On the other hand, there are regulatory actions that do not constitute 517A decisions, but which remain subject to review under 21 CFR 10.75. CDRH refers to these decisions as “non-517A” decisions. Examples of a request for supervisory review which may be made under 21 CFR 10.75 for non-517A decisions include, but are not limited to, the following:
- 510(k) Requests for Additional Information
- PMA Major Deficiency Letter
- 510(k) and PMA Refuse to Accept Letters
- Postmarket Surveillance Orders under Section 522 of the FD&C Act
- CLIA Waiver Decisions
- Warning Letters
- Response Letter to a Request for Information under Section 513(g) of the FD&C Act
These requests for supervisory review would not trigger the requirements under section 517A of the FD&C Act.
Section 517A of the FD&C Act requires the Center to provide, upon request of a person who is seeking to submit or who has submitted a 510(k), PMA, IDE, or HDE, a “substantive summary” of the scientific and regulatory rationale for any 517A decision regarding such submission, including documentation of significant controversies or differences of opinion and the resolution thereof. For example, when the submitter of a Premarket Notification under section 510(k) of the FD&C Act receives a Substantially Equivalent or Not Substantially Equivalent decision from CDRH, the submitter may then request, and CDRH must provide, a substantive summary of the rationale for the decision.
For decisions that are subject to this provision, the substantive summary may be the final version of the review memorandum by the lead reviewer or another summary document that includes the following elements:
- An explanation of the rationale for the regulatory decision;
- Documentation of significant controversies or differences of opinion, i.e., ones the resolution of which had a direct bearing on the regulatory decision; and,
- References to published literature and consensus standards upon which the decision-maker relied.
3.3 Who may request documentation of 517A decisions under section 517A of the FD&C Act, and how does this provision relate to requests under the Freedom of Information Act (FOIA)?
FDA interprets section 517A(a)(2) of the FD&C Act to permit persons who have submitted or who are seeking to submit 510(k)s, PMAs, IDEs, or HDEs to request substantive summaries of 517A decisions regarding their own device (not the devices of others) without having to file a request under the FOIA. For example, a sponsor seeking to submit an IDE may request a substantive summary of a decision on a binding protocol agreement under 520(g)(7) of the FD&C Act pertaining to a study of its device.

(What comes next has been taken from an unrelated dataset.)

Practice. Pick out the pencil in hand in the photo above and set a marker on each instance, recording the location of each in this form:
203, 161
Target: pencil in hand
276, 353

Since FDA will only be providing these summaries to the owner of any proprietary information contained therein, generally there should not be any need to withhold trade secret or confidential commercial information (CCI) or any other information in the summary. If someone other than the owner of a device wishes to obtain a substantive summary of a 517A decision regarding such device, that person would need to file a FOIA request. Trade secret and CCI would be withheld in FDA’s response to such a FOIA request but there would be no information exempt from disclosure under 5 U.S.C. § 552(b)(5).